The road from our house around to the Stone Mountain batholith curves and winds up and down. Batholith is a clever way of saying a large single chunk of granite that has formed and cooled underground during the Appalachian mountain-building phase about 280 million years ago and now has eroded up and out of the ground. From Stone Mountain the highway bends less yet continues to roll over red dirt as we head toward Macon. I am half awake and the sun is coming up. I am cheating John Muir in his historic walk from the Appalachians to Savannah by means of following the Savannah river.
After Macon my wife is driving and fall asleep for a short period of time. When I jolt awake I notice the road has flattened and the road-cut through the tiny dips and hills looks like a miniature version of the badlands. Rolling water from the otherwise flat surface is gouging conical and fantastic mazes in the sand. The sand is white with a reddish tint. I also notice spanish moss hanging from the trees and I see scrub pines.
Another 100 miles roll by until I notice John Muir’s Palmetto trees and bushes populating the side of the road between the pines in the ever-increasing white sand earth. Muir was so excited to see his first Palmetto. He grew up in Scotland and emigrated to Illinois via New York and this was his first trip south when he walked the Savannah to the sea. Little did he know that some Palmettos grow in Scotland and the most northerly Palmetto lives in norther Scotland outside a hotel by a lac. Oh well.

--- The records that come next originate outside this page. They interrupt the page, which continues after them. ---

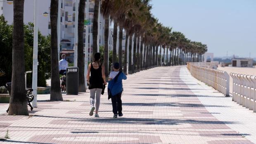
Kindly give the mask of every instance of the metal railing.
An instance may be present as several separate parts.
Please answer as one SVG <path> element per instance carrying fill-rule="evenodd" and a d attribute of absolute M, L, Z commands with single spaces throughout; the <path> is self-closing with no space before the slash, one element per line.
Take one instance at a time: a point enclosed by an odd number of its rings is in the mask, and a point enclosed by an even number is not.
<path fill-rule="evenodd" d="M 209 68 L 187 63 L 192 76 L 221 92 L 229 96 L 229 75 L 225 71 Z"/>
<path fill-rule="evenodd" d="M 231 73 L 232 101 L 256 112 L 256 76 Z"/>

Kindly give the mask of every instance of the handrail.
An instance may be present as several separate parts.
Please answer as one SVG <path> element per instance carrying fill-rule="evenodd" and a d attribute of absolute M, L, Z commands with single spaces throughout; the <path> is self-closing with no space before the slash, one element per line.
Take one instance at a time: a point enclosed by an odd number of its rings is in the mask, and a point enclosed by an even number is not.
<path fill-rule="evenodd" d="M 200 67 L 187 63 L 192 76 L 211 86 L 225 96 L 229 96 L 229 76 L 224 71 Z"/>
<path fill-rule="evenodd" d="M 231 73 L 232 100 L 256 112 L 256 76 Z"/>

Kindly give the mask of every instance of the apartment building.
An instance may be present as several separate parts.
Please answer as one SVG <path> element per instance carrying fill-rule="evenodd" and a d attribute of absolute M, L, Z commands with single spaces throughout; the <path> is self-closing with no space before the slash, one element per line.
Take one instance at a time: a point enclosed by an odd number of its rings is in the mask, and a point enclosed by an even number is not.
<path fill-rule="evenodd" d="M 79 1 L 79 0 L 78 0 Z M 24 4 L 24 23 L 28 24 L 34 21 L 34 0 L 25 0 Z M 70 62 L 73 61 L 75 37 L 75 21 L 76 17 L 76 0 L 61 0 L 60 9 L 60 53 L 67 55 L 67 59 Z M 38 29 L 44 35 L 50 34 L 50 0 L 38 0 Z M 89 2 L 88 6 L 85 2 L 85 18 L 86 18 L 86 8 L 89 7 L 89 19 L 90 24 L 89 28 L 88 53 L 92 51 L 92 28 L 93 21 L 94 3 L 93 1 Z M 13 21 L 13 4 L 3 0 L 0 2 L 0 14 L 3 14 L 9 24 Z M 100 17 L 99 26 L 100 45 L 104 45 L 104 19 Z M 85 47 L 85 27 L 84 29 L 84 44 Z"/>

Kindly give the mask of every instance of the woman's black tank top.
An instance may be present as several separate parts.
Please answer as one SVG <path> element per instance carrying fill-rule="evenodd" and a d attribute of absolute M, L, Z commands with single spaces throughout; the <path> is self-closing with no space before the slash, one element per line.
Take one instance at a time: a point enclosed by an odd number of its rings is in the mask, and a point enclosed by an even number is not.
<path fill-rule="evenodd" d="M 90 85 L 89 89 L 94 88 L 103 88 L 103 80 L 102 73 L 102 64 L 97 69 L 95 69 L 92 66 L 92 63 L 91 63 L 91 76 L 90 78 Z"/>

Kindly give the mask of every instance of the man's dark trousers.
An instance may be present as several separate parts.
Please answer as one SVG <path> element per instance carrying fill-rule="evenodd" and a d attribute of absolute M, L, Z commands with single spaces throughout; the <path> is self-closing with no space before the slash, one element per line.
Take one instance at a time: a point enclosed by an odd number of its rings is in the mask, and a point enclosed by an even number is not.
<path fill-rule="evenodd" d="M 118 114 L 119 115 L 122 114 L 121 96 L 122 92 L 121 92 L 111 97 L 112 106 L 113 107 L 113 113 L 114 113 L 114 114 Z"/>

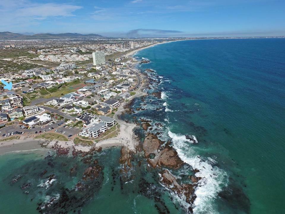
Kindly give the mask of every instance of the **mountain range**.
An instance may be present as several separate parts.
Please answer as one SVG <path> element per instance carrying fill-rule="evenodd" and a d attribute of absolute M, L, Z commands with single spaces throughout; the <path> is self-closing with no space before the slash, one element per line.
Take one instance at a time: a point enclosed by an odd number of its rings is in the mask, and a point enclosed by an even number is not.
<path fill-rule="evenodd" d="M 56 34 L 50 33 L 41 33 L 30 35 L 6 32 L 0 32 L 0 40 L 11 39 L 68 39 L 80 38 L 105 38 L 101 35 L 95 34 L 81 34 L 78 33 L 66 33 Z"/>

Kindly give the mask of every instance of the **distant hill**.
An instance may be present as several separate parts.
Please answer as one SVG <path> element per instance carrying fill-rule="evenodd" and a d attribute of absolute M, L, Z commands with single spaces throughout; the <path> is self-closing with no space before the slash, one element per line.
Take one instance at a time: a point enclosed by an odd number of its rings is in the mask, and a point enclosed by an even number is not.
<path fill-rule="evenodd" d="M 32 35 L 24 35 L 9 32 L 0 32 L 0 40 L 9 39 L 67 39 L 76 38 L 105 38 L 104 37 L 94 34 L 81 34 L 78 33 L 66 33 L 54 34 L 50 33 L 42 33 Z"/>

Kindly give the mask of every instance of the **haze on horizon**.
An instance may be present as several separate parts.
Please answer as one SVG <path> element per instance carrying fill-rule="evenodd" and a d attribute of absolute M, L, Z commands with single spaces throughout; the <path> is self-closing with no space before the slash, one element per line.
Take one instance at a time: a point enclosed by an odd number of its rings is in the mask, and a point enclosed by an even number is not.
<path fill-rule="evenodd" d="M 284 8 L 285 1 L 278 0 L 10 0 L 0 2 L 0 32 L 116 37 L 284 36 Z"/>

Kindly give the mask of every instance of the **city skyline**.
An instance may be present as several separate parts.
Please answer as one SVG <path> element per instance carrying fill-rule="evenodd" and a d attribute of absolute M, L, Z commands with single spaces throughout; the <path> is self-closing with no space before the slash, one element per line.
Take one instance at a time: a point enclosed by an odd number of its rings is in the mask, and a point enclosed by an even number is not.
<path fill-rule="evenodd" d="M 0 6 L 5 21 L 0 32 L 122 37 L 285 35 L 285 2 L 280 1 L 12 0 Z"/>

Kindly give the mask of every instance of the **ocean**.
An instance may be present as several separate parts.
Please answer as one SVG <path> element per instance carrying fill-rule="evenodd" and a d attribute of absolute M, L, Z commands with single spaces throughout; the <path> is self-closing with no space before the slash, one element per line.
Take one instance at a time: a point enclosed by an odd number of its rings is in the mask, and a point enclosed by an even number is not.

It is our last day in Savannah on Sunday and we are up early and ready for the trudge home. We roll down a partial dirt road to Bonaventure cemetery where Muir slept each night to get away from the Collera and Typhus that rand rampant in Savannah in his era. He slept under some bushes near the Wilmington River in this cemetery. The dead can’t make you sick, only the living can do that.
I would be less scared of ghosts and more scared of alligators, I think as I look at the marshy terrain as it leads to the river bank from the old part of the cemetery. The day is so fresh; birds sing. There is a certain slight coolness and dampness in the air, but the sun is direct and hot on my shoulders. A boat passes lazily down the river creating small wake that lumbers like a day laborer in August to the shore. Lush green bushes and palmettos are canopied by live oaks and dangling spanish moss. The scene is sufficiently morose and life-giving at the same time. We awkwardly walk about and gaze at the remembrances of those who have come before us. My 11-year-old daughter pulls a scrap paper and pencil from the glove box and sits in the grass facing the river with her back to the grave stones and pens a poem. Something small and benign stirs under the bushes. The journey is complete.